While I’ve seen The Widow referred to as a found footage film it isn’t. The film does use plenty of POV footage from the team’s helmet cams, but much of it is conventionally shot. Director Ivan Minin and his co-writers Natalya Dubovaya and Ivan Kapitonov (the latter two having collaborated on Baba Yaga: Terror of the Dark Forest and Dark Spell among others) have taken the 2017 disappearance of an S&R team and “recreated” what allegedly happened. Which makes an overheard radio news broadcast mentioning “former President Trump” being indicted for fraud seem a bit out of place.

The first half-hour or so plays out like an adventure film as we meet the crew and they head into the woods. The biggest hazard they face is the very unsupernatural problem of their truck bogging down in the mud. Until they find the road blocked and the woman wakes up and recounts the tale of The Lame Widow. She was a local woman who killed her abusive husband and was drowned in a pit full of mud by villagers. Now she haunts the woods using black magic to take her revenge.
Once it finally gets around to being scary, The Widow does make good use of its dark forest setting and some odd straw figures to build atmosphere. Unfortunately, it’s woefully slow to capitalize on it, preferring to keep everyone wandering around in the dark Blair Witch style.
It’s not until around the fifty-minute mark that anything definitively supernatural happens, and it’s nothing particularly frightening. In its last twenty minutes, The Widow tries to make up for the wait. In an ironic, or is that meta, touch the climax is kicked off by footage from a cell phone they found in the woods. But the brief flurry of activity it sets off isn’t worth the wait.

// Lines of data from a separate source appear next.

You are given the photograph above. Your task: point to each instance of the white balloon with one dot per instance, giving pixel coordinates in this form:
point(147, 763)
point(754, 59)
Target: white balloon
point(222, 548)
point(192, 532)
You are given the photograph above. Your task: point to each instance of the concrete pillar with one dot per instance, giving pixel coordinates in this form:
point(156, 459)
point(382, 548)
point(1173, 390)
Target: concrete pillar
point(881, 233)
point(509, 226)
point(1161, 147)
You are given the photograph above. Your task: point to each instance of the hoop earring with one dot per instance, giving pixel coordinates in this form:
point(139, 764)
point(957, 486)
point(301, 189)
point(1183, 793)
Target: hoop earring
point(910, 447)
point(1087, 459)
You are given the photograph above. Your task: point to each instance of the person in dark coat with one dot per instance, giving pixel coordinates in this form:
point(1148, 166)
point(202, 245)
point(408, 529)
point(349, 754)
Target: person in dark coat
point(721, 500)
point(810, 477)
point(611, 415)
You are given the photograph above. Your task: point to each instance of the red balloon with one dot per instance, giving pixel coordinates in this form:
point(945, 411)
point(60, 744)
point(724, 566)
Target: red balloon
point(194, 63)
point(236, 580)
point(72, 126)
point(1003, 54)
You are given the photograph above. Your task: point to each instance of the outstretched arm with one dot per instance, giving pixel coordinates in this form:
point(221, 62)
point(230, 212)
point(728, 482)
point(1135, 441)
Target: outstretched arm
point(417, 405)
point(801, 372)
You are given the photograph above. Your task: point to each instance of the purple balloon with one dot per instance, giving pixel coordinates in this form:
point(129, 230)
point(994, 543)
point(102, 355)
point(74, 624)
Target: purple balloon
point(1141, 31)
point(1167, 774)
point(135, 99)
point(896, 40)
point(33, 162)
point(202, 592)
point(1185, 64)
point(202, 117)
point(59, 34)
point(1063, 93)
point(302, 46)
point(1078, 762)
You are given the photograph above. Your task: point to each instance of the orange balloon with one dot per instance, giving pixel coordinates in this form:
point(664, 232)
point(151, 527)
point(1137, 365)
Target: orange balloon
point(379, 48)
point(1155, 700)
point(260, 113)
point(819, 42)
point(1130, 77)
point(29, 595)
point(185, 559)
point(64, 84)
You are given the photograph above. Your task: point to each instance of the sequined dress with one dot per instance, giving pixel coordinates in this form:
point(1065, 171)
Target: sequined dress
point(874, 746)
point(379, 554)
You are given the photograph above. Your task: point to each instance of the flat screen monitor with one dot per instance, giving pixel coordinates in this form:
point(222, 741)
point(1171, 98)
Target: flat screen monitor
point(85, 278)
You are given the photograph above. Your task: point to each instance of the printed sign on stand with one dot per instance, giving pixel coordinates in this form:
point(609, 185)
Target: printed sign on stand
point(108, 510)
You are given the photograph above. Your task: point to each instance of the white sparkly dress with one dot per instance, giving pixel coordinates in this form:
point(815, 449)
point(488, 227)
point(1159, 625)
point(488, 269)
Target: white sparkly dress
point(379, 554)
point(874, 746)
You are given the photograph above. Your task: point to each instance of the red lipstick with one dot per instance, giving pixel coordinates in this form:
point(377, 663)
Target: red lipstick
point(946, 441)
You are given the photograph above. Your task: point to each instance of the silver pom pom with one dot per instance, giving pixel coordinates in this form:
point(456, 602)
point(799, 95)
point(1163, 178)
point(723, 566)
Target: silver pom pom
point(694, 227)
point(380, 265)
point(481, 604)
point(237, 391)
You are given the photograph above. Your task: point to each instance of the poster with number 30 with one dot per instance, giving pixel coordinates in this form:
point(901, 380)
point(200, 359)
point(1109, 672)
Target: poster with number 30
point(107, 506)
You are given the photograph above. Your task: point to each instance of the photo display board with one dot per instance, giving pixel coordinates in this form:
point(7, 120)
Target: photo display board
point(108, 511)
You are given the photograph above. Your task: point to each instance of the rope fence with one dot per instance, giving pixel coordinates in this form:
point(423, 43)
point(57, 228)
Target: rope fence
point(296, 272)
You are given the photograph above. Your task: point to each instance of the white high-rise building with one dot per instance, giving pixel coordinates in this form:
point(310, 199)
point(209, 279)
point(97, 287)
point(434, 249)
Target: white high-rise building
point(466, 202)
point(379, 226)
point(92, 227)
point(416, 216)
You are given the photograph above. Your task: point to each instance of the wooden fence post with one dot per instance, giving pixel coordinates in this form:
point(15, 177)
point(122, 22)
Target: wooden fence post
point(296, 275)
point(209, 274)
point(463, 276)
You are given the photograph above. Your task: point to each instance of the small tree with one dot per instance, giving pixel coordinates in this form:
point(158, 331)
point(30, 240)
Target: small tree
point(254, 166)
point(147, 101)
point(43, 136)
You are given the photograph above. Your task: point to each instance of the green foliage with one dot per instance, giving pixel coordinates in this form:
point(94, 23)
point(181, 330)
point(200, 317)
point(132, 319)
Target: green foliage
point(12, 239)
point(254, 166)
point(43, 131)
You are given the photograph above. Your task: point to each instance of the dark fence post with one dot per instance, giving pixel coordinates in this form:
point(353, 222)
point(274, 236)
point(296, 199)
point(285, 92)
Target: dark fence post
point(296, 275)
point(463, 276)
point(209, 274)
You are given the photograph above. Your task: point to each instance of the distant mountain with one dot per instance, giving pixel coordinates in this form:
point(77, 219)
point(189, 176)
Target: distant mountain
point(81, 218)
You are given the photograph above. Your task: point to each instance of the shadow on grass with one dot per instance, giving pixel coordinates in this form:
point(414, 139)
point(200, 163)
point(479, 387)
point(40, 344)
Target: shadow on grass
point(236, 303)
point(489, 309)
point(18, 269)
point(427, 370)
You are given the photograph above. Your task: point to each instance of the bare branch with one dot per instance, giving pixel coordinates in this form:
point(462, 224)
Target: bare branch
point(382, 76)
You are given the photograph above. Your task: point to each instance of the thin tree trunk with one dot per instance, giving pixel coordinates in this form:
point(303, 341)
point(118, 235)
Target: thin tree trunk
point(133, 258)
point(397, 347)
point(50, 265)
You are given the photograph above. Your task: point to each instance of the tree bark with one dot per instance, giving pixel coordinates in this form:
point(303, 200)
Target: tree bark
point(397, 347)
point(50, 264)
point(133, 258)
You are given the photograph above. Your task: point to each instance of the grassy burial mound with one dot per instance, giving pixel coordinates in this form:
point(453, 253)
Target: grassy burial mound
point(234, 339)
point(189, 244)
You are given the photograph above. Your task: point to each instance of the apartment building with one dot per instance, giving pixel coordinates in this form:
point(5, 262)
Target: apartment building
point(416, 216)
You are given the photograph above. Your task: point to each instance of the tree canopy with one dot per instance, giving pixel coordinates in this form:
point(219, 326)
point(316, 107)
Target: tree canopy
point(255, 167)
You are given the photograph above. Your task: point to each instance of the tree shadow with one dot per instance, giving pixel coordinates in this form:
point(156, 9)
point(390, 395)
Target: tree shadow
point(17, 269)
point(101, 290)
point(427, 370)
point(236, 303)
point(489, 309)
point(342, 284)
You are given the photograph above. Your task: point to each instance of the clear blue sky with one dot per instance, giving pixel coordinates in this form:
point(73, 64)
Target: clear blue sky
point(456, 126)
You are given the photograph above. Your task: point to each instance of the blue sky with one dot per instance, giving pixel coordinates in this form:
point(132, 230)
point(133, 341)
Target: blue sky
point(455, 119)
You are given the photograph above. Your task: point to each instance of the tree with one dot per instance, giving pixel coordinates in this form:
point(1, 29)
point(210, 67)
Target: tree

There’s nothing wrong with a film being a slow burn, but The Widow never catches fire. It’s a smouldering ember, all atmosphere and no payoff. The real villain isn’t The Lame Widow, it’s the lame script. It spends way too much time teasing us with possibilities it never actually follows through on. Then when something does happen, it’s underwhelming.
Shout! Factory Will release The Widow in the US and Canada on March 30th. The Blu Ray and DVD will have both a subtitled and a dubbed print. I saw the dubbed cut, and while it probably didn’t help matters I can’t imagine subtitles would have made much difference. Now if the creature from the poster had made an appearance, that would have been a different matter.
Watched both language versions. The Russian soundtrack lends it some sense of authenticity and made it watchable for me in a docudrama kind of way.